Ocean / VintaGamers Paradise (YouTube)

That low growling synth hints that you just’re in for some hassle forward, belied by that ambling percussion. Then at 1:06 that screeching, bluesy guitar solo begins in (actually taking off about 2:16), with an oh-so-good breakdown at 2:42. It smacks of one thing I’d have heard on the tragically short-lived sequence The Highwayman. Good lord, it’s one of the best of late-’80s late-night TV…in 1995. In 2021.

“Attack 1” additionally epitomizes a pattern extra frequent amongst the European sport composers of the day. In distinction to most Japanese sport tracks, most European compositions took their time. Whereas Japanese composers of the 16-bit period tended to create tightly compacted and densely intricate tracks, on common looping across the 1:30 mark, European compositions extra typically took their time opening up. Waterworld tracks fluctuate broadly in size, however they’re all considerably longer than a typical Japanese composition. This actually doesn’t make them higher, however I do get pleasure from Evans’ willingness to let a monitor unfold at its personal tempo.

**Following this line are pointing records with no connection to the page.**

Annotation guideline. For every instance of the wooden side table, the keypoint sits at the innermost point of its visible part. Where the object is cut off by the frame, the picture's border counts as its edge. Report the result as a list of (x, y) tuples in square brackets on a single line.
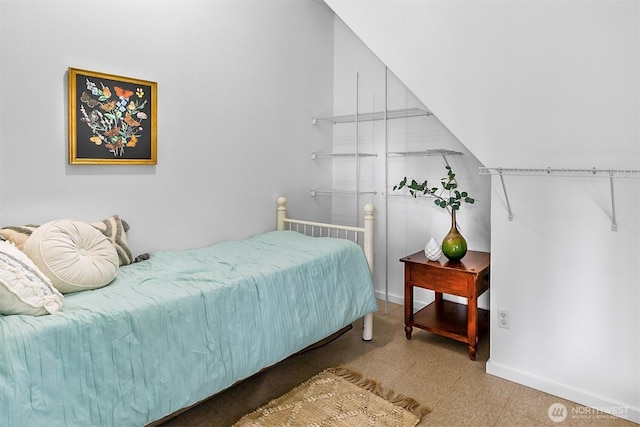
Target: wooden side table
[(468, 278)]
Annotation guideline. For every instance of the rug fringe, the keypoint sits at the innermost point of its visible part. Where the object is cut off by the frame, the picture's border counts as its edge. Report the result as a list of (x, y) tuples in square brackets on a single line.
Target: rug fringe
[(373, 386)]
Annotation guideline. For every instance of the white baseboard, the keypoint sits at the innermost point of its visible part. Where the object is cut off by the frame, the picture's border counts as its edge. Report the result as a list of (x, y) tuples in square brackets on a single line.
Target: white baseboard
[(600, 403)]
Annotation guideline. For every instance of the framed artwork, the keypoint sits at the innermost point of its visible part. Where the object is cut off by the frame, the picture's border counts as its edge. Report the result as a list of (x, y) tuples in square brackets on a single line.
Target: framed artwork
[(112, 119)]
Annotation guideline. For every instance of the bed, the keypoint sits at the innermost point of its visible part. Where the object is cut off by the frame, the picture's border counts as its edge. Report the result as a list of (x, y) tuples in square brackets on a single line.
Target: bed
[(184, 325)]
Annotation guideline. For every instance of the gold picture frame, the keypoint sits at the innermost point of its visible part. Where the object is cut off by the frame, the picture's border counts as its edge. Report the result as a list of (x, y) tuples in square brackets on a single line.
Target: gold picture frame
[(112, 119)]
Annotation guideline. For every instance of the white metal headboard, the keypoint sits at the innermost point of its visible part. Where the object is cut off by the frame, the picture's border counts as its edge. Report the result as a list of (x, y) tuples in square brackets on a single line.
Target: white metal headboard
[(320, 229)]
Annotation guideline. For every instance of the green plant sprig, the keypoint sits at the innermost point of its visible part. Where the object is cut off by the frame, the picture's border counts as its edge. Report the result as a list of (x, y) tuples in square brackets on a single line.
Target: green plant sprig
[(449, 184)]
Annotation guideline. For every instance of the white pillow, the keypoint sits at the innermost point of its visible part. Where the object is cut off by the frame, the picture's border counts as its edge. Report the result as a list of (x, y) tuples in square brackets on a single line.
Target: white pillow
[(74, 255), (23, 287)]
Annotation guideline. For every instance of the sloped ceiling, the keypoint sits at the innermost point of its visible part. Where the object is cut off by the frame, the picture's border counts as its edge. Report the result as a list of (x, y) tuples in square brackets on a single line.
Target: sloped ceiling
[(521, 84)]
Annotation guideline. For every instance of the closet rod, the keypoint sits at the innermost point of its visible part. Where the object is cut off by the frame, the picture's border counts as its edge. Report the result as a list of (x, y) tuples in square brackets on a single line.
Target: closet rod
[(580, 173)]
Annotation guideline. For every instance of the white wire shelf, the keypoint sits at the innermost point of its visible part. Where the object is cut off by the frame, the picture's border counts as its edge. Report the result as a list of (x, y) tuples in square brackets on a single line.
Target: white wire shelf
[(429, 152), (566, 172), (401, 113), (315, 156), (320, 192)]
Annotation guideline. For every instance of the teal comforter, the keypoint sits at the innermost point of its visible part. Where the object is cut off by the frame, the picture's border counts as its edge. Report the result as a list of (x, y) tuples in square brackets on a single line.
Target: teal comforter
[(173, 330)]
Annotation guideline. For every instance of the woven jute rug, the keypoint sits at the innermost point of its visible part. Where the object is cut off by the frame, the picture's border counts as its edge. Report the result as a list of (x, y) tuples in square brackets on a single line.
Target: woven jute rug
[(337, 397)]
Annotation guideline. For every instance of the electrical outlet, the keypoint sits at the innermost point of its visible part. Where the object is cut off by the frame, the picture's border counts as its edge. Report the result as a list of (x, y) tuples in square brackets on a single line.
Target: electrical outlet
[(504, 318)]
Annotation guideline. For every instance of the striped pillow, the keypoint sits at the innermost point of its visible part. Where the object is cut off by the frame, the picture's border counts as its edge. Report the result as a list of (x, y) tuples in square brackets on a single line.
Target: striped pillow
[(17, 234), (115, 229)]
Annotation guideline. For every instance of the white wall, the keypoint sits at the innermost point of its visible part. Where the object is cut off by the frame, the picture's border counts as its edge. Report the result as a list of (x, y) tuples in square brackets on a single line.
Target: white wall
[(238, 82), (540, 84), (403, 224)]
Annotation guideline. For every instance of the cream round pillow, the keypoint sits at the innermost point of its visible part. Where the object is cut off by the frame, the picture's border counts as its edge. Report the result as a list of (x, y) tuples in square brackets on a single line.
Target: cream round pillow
[(74, 255)]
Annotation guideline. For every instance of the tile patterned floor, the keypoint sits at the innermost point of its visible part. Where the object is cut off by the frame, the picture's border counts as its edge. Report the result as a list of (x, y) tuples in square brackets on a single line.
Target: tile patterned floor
[(434, 370)]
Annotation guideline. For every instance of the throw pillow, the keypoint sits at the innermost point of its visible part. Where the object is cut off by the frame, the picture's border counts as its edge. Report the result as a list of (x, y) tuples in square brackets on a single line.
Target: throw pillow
[(74, 255), (23, 287)]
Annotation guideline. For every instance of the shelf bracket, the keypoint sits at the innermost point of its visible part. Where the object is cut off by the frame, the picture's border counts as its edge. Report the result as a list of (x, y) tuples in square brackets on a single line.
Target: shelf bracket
[(506, 198), (614, 224)]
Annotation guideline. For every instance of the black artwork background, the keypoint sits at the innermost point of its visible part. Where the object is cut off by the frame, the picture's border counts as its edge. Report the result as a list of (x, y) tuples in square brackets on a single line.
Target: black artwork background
[(86, 149)]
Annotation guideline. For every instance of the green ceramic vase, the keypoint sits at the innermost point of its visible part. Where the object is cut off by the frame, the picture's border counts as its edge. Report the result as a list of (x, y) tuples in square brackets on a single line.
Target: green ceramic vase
[(454, 246)]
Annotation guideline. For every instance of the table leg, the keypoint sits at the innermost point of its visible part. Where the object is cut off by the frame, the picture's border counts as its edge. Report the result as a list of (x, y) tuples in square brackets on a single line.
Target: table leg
[(472, 325), (408, 303)]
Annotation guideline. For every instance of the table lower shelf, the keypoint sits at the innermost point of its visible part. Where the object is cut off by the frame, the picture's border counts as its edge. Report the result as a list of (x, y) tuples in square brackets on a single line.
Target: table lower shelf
[(449, 319)]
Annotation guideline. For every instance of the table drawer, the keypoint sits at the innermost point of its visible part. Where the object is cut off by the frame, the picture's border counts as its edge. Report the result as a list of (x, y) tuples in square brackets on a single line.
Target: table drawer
[(440, 280)]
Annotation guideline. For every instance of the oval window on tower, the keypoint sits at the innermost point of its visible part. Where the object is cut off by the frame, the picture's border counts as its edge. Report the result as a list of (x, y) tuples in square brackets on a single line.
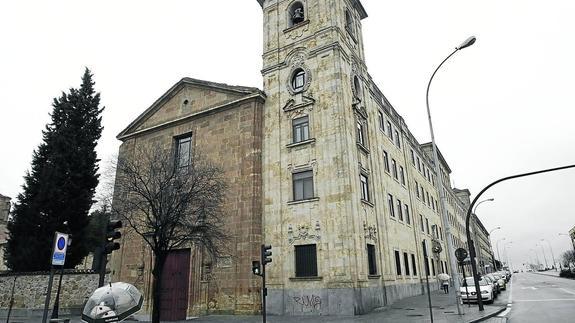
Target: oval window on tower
[(298, 80)]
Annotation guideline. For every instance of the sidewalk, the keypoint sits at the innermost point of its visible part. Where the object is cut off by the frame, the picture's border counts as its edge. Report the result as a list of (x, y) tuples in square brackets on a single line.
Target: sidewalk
[(413, 309)]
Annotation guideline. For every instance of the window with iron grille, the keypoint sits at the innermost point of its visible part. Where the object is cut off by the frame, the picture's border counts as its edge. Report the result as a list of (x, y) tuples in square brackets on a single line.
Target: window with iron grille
[(371, 259), (300, 129), (306, 261), (183, 151), (386, 161), (413, 265), (302, 185), (406, 263), (397, 263), (364, 187), (406, 213)]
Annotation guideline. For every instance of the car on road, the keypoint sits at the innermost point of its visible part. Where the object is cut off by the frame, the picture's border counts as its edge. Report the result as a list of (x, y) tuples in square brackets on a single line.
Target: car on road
[(469, 293)]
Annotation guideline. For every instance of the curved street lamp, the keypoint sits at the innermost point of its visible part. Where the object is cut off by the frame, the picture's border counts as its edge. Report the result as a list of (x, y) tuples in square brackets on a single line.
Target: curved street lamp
[(438, 182), (552, 254)]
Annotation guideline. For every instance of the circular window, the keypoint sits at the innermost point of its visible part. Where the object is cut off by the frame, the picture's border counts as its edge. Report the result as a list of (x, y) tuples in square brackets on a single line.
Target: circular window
[(298, 80)]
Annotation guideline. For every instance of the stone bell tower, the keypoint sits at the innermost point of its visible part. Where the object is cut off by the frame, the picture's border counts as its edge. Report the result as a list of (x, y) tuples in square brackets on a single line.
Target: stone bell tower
[(318, 210)]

The final tracks of the OST introduce extra techno-ish dance beats, but retain those self same moody synth pads. “Mission Theme 2” is the right music to accompany a drive down a desert freeway at nightfall; its deftly programmed bassline, throbbing, four-on-the-floor kick, and groovy bongos function a pleasant distinction to its quietly determined synths. In “Mission Theme 3” these synths at the moment are indignant, however nonetheless backing a solidly ‘90s techno rhythm part. A pleasant contact right here is at about 2:02-2:20, the place the synth slides down in pitch unexpectedly, as if it have been working out of steam. “Final Mission Theme” rounds out Waterworld’s early ‘90s techno extravaganza, however the depth and bongo work makes it sound extra like a stripped-down model of the Miami Vice theme, which fits me simply wonderful.

Ocean / VintaGamers Paradise (YouTube)

If I needed to choose a favourite monitor (and naturally I do), it will hands-down be the superlative “Diving.” It was the primary monitor I’d heard from the Waterworld OST, and from its opening moments firmly establishes Dean Evans within the pantheon of European composer demigods, subsequent to Tim Follin, Matt Furniss, and Alberto José Gonzales. The monitor takes its time, flowing by completely different moods, motifs, and even key adjustments. And it simply feels sooo good.

And that’s the SNES Waterworld soundtrack! Doing analysis for this Morning Music, I’ve to admit I used to be slightly disenchanted to find that Kevin Costner appears to be like again considerably fondly on his experiences with the movie. In my head canon, I had pictured a defeated Costner stumbling upon Evans’ compositions years later and figuring out “Fishtar” had been price it in any case. Oh effectively, though Costner’s indefatigable ego received out over my creativeness, I nonetheless get to share this nice Soundtrack Delivery System with y’all proper now.


Speaking of sharing, drop a line beneath and let the group know what your favourite Soundtrack Delivery System is, whether or not you favored the tunes, and most significantly, inform us the way you’re doing! Until subsequent time.

Nathan Daniels is a VGM addict who lives within the mighty PNW. When he’s not pretending to write down, he’s enjoying Gang Beasts along with his youngsters and questioning the place the years went.